6. Compliance screening and ongoing monitoring
Beyond just capturing disclosure information, companies should make sure they are doing their due diligence to reduce bribery and corruption risks by screening partners and third parties for compliance with relevant laws.
This should happen at the point of onboarding, but not end there. Ongoing monitoring is necessary. After all, just because a partner is compliant today does not mean they will remain so tomorrow. Automation capabilities in certain third-party management tools make ongoing monitoring possible without an undue burden being placed on employees to do it manually.
7. Oversight and review processes
It’s not enough to put these capabilities and expectations in place; follow-through is needed. Thorough oversight and review processes will help dissuade individuals from trying to sneak an illicit deal past management, and catching any corruption in its early stages will reduce the potential ramifications and allow management to deal with it swiftly.
Additionally, all companies should make sure that they also have the ability to, once they have identified high-risk entities or relationships, escalate those to appropriate parties for careful review.
8. Audit trails
At some point, any organization may need to provide documentation about its ABAC prevention methods and what, specifically, was done in the case of a bribery or corruption incident.

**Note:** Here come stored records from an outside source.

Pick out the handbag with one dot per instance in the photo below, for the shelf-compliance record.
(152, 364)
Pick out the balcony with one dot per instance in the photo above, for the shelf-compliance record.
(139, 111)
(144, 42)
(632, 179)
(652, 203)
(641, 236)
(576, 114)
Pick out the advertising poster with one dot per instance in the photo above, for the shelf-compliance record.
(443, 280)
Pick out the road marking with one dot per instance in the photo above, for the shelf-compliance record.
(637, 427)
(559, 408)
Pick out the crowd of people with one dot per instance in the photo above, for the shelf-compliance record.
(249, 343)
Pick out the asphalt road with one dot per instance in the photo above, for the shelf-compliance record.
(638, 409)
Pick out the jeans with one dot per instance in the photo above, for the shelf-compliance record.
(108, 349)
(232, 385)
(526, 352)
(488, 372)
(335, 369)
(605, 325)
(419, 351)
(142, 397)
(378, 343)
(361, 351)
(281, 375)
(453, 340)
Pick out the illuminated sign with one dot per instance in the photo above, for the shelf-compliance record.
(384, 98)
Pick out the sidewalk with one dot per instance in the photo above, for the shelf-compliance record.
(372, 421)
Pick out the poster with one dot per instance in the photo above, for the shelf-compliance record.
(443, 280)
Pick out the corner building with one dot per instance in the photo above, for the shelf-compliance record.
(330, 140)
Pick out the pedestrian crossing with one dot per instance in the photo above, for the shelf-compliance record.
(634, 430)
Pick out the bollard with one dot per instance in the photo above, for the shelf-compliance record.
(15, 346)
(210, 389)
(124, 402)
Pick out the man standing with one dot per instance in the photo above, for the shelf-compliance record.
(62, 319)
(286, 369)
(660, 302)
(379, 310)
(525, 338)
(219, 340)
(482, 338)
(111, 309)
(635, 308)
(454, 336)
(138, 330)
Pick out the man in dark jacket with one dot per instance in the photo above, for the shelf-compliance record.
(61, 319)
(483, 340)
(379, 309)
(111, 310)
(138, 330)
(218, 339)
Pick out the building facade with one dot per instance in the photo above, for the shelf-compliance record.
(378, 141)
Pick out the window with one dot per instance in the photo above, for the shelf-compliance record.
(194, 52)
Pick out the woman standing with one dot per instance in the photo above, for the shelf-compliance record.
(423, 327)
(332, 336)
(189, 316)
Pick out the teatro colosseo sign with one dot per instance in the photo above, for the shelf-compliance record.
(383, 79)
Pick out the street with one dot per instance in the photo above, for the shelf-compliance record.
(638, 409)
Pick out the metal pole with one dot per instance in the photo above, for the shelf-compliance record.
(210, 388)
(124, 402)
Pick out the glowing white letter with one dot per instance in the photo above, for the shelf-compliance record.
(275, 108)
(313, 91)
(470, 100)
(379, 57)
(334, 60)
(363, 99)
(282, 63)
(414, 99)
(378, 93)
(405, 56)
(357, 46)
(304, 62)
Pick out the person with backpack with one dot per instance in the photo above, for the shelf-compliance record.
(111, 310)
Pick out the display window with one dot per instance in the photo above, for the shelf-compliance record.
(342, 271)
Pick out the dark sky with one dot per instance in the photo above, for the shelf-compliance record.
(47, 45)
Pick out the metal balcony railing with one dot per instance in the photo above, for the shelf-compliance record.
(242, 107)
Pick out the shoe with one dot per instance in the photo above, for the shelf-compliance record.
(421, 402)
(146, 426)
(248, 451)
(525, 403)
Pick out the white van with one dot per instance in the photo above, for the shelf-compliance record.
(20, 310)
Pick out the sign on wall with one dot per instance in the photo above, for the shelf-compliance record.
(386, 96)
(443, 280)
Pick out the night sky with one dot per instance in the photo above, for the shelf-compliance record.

Proper books and records will save many headaches down the road if they’re being kept along the way. Organizations should look to record as much as they can, so looking for that documentation feature in any tool or process that involves the coordination or communication between the company and a third party should be a priority.
9. Employee hotlines
No matter how much a company puts in place to make their operation bribery- and corruption-free, there’s always the possibility that one of the people working at that company goes against this training and breaks an ABAC law.
Providing a way for others to contact upper management to make them aware of what transpired—anonymously and without reprisal—is an important part of empowering an employee base to stop corruption in its tracks.
Each of these items can help keep a company compliant with anti-bribery and anti-corruption laws where they do business. Some can easily be implemented on top of existing activity, while others will require a more fundamental change to the way certain things are done at an organization.
Either way, the lack of any of these aspects might be a signal that there is a hole in a company’s defenses against bribery and corruption. To reduce risks during this crucial time ahead of us, patching those holes sooner than later should be at the top of a company’s to-do list.